Roussillon Wines
Call it strange, yet I often think of Eric Aracil, export manage for Wines of the Roussillon as a “witch doctor” of sorts. The reason I say this is because he knows every herb in the Roussillon. He also knows volumes about every kind of soil in the region and how it shapes the wine.
This is why it’s so much fun to go on excursion with him—to explore the nuances of Roussillon.
That thought stayed with me from the moment we left Hôtel Mercure Perpignan Centre early in the morning, and it defined the entire day.
The night before had already set the tone. Dinner at Restaurant Le Vienne was delicious and precise—house-smoked salmon, cod, and a series of bright, high-acid white wines that reminded me how well this region handles freshness despite its reputation for power.
By 8:30 a.m. the next morning, I was energized. The weather had shifted dramatically—hail the night before, clear sun in the morning—and everyone dressed accordingly.
I wore summer clothes in late April, but carried a heavy coat and umbrella, which turned out to be the correct instinct.
In the Roussillon, the weather is not a backdrop. It’s a participant.
Our group, the Association of Wine Educators, included wine educators from around the world. We turned out to be a collection of geeky types and more mainstream types, yet we all took notes carefully, listened closely, and discussed the wines with intention.
As we drove into the Vallée de l’Agly, Eric narrated the passing landscape in his measured, deliberate rhythm. He would point out apricot trees, slopes, exposures, and most importantly, soils.

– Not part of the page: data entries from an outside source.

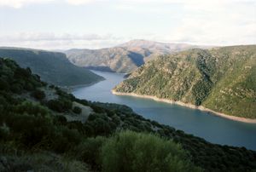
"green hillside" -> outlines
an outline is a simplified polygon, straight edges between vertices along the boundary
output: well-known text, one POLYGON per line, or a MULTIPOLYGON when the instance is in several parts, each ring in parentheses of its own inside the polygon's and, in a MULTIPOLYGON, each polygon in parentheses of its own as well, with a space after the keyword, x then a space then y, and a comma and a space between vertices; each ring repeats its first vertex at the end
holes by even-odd
POLYGON ((0 48, 0 57, 11 58, 22 67, 30 67, 42 80, 61 86, 88 84, 103 78, 70 63, 62 53, 0 48))
POLYGON ((146 61, 154 59, 158 54, 172 54, 196 47, 199 46, 136 39, 113 48, 74 49, 65 51, 65 54, 72 63, 79 66, 130 73, 146 61))
POLYGON ((125 106, 76 99, 0 59, 0 171, 253 169, 253 151, 211 144, 125 106))
POLYGON ((256 46, 192 49, 160 56, 114 89, 256 118, 256 46))

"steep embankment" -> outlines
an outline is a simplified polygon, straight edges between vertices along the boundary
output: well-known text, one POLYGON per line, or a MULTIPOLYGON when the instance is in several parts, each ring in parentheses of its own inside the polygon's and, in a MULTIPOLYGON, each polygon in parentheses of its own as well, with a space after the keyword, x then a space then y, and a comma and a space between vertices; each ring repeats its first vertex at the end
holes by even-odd
POLYGON ((255 78, 255 45, 193 49, 149 61, 113 91, 154 96, 188 106, 201 106, 199 108, 219 115, 254 119, 255 78))
POLYGON ((103 79, 85 68, 74 66, 62 53, 0 48, 0 57, 11 58, 22 67, 30 67, 44 81, 56 85, 89 84, 103 79))

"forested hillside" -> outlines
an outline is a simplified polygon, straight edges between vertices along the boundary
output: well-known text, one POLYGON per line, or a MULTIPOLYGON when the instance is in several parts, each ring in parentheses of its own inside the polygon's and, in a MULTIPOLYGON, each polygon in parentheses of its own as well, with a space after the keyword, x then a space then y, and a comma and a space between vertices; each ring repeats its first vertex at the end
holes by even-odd
POLYGON ((0 171, 251 171, 256 152, 211 144, 125 106, 76 99, 0 59, 0 171))
POLYGON ((114 90, 256 118, 256 46, 192 49, 160 56, 114 90))
POLYGON ((192 49, 195 45, 131 40, 113 48, 69 49, 65 51, 71 62, 90 69, 129 73, 159 54, 192 49))
POLYGON ((103 78, 72 64, 62 53, 17 48, 0 48, 0 57, 11 58, 22 67, 30 67, 42 80, 61 86, 96 83, 103 78))

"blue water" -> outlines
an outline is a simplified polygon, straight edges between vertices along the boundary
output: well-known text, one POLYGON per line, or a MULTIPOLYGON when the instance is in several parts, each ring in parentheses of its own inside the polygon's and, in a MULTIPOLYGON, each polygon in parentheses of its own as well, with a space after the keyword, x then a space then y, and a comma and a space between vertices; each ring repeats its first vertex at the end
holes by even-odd
POLYGON ((256 150, 256 124, 229 120, 178 105, 127 95, 114 95, 111 89, 124 79, 124 74, 96 71, 93 72, 104 77, 106 80, 89 87, 75 89, 73 94, 76 97, 92 101, 127 105, 146 118, 202 137, 212 143, 256 150))

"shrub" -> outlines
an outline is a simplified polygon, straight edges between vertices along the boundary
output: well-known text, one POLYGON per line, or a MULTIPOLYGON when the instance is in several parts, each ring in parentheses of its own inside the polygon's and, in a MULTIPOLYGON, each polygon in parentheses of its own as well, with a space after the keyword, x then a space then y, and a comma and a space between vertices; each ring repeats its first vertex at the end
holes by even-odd
POLYGON ((186 152, 172 140, 149 134, 125 131, 102 148, 103 171, 199 171, 186 152))
POLYGON ((33 91, 32 93, 32 96, 33 96, 37 100, 43 100, 45 98, 45 94, 44 91, 42 91, 40 89, 36 89, 35 91, 33 91))
POLYGON ((102 136, 88 138, 79 145, 76 152, 81 160, 90 164, 93 169, 99 169, 101 168, 100 153, 106 140, 102 136))
POLYGON ((77 114, 80 114, 82 112, 82 109, 79 106, 74 106, 73 112, 77 114))

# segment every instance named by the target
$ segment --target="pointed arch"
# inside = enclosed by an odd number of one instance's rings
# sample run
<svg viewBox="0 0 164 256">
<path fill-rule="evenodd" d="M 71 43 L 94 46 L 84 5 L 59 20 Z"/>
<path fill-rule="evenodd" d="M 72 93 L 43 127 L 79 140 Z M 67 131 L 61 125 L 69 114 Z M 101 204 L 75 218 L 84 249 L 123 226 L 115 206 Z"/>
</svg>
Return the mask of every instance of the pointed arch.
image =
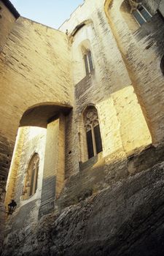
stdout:
<svg viewBox="0 0 164 256">
<path fill-rule="evenodd" d="M 103 151 L 98 110 L 94 105 L 87 105 L 83 111 L 88 159 Z"/>
</svg>

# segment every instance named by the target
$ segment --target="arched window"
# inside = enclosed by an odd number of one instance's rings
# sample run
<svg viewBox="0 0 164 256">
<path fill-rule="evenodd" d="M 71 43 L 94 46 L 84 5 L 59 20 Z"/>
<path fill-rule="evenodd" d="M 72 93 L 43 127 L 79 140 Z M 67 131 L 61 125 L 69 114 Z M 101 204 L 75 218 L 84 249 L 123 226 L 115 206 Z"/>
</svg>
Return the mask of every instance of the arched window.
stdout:
<svg viewBox="0 0 164 256">
<path fill-rule="evenodd" d="M 98 111 L 93 106 L 88 106 L 84 112 L 88 158 L 102 151 Z"/>
<path fill-rule="evenodd" d="M 88 75 L 93 70 L 92 55 L 90 50 L 85 50 L 85 53 L 84 53 L 84 61 L 86 75 Z"/>
<path fill-rule="evenodd" d="M 120 12 L 132 31 L 138 29 L 138 26 L 141 26 L 152 18 L 146 7 L 136 0 L 124 0 L 120 7 Z"/>
<path fill-rule="evenodd" d="M 31 157 L 26 174 L 25 184 L 23 191 L 23 199 L 28 199 L 34 195 L 37 188 L 38 170 L 39 157 L 35 153 Z"/>
</svg>

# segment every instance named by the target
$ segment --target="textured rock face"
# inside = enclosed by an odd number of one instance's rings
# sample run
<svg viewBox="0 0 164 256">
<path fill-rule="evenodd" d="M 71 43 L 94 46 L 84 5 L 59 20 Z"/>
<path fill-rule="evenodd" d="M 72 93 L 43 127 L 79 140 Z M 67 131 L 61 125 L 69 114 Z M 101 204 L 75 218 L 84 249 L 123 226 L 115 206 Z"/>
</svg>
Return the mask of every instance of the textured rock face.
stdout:
<svg viewBox="0 0 164 256">
<path fill-rule="evenodd" d="M 164 163 L 42 219 L 6 255 L 163 255 Z"/>
</svg>

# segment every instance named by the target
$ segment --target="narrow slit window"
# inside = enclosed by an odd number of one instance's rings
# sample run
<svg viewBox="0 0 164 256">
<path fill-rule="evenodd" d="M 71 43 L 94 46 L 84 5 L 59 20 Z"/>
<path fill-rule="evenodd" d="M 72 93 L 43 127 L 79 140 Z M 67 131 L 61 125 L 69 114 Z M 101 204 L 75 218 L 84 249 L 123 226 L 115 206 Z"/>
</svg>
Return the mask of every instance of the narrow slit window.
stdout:
<svg viewBox="0 0 164 256">
<path fill-rule="evenodd" d="M 23 190 L 23 199 L 26 200 L 36 193 L 37 189 L 38 170 L 39 158 L 38 154 L 31 157 L 26 173 L 25 184 Z"/>
<path fill-rule="evenodd" d="M 84 54 L 84 61 L 85 61 L 85 72 L 86 72 L 86 75 L 88 75 L 93 70 L 92 53 L 90 50 L 87 50 L 87 53 Z"/>
</svg>

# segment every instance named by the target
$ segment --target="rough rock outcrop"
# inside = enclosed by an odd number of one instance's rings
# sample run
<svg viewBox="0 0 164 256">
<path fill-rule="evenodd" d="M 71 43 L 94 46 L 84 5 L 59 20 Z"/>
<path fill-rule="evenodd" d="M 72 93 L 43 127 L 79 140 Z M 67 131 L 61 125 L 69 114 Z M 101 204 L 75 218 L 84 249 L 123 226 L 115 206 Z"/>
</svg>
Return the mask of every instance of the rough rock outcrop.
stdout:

Black schist. White schist. Red schist. Gneiss. Limestone. Sometimes layered together in ways that seemed almost geological improvisation.
Eric notices things most people walk past. A tiny herb, barely visible against the rock, could become a thirty-minute explanation. Not because of the plant itself, but because of what it represents.
This could mean how it reflects the soil, the moisture, the stress of the vine.
That’s why I think of him as a “witch doctor.” Not in a mystical sense, but in the way he understands the relationship between land and outcome with an instinctive precision.
At several points, he pulled us off the road to have us smell the herbs growing between jagged rocks. The ground was uneven, the edges sharp, and the drops nearby were real.
But that’s also the point. This is not a controlled environment. The landscape is dramatic—mountains pushing upward, some still snow-capped in April, under a sky that can turn without warning.
It remains my favorite landscape in the world because it feels alive.
Untamed. Slightly unpredictable.
At Domaine Chapoutier, we were hosted by Aurélien Capel, whose quiet presence contrasted with the scale of the estate. Soft-spoken, composed, and understated, he led the visit without drawing attention to himself.
In the Chapoutier vineyard, Eric said something I interpreted to mean that when you taste the texture of a wine, you are tasting the texture of the rock. I could have misunderstood him, so this is my interpretation not a direct quote.
I believe he also said that when you look at a rock, you can imagine the texture of the wine.
Whether or not this holds up under scientific scrutiny, it felt true in practice.
We continued through Cassagnes and Caramany, where the terrain shifts constantly—rocky, exposed, almost severe in places.
Lunch were sandwiches enjoyed under the Ansignan Aqueduct, a massive Roman structure still standing after two thousand years.
At Les Vignerons de Maury, expectations shifted again.
Cooperatives are often associated with volume over quality, but the wines here challenged that assumption. The reds, particularly from local varieties like Carignan and Grenache, showed depth and structure, while the fortified Maury wines maintained balance without tipping into excess sweetness.
By the time we reached Domaine Cazes, the tone had changed slightly. The tasting was efficient, focused, and by dinner at La Table d’Aimé, the group had shifted from analysis to reflection and a discussion of this fantastic insightful day.
It had been a full day, but what stayed with me was not just the wines or even the producers.
It was the interplay between landscape, weather, soil, and the delicious wines it creates.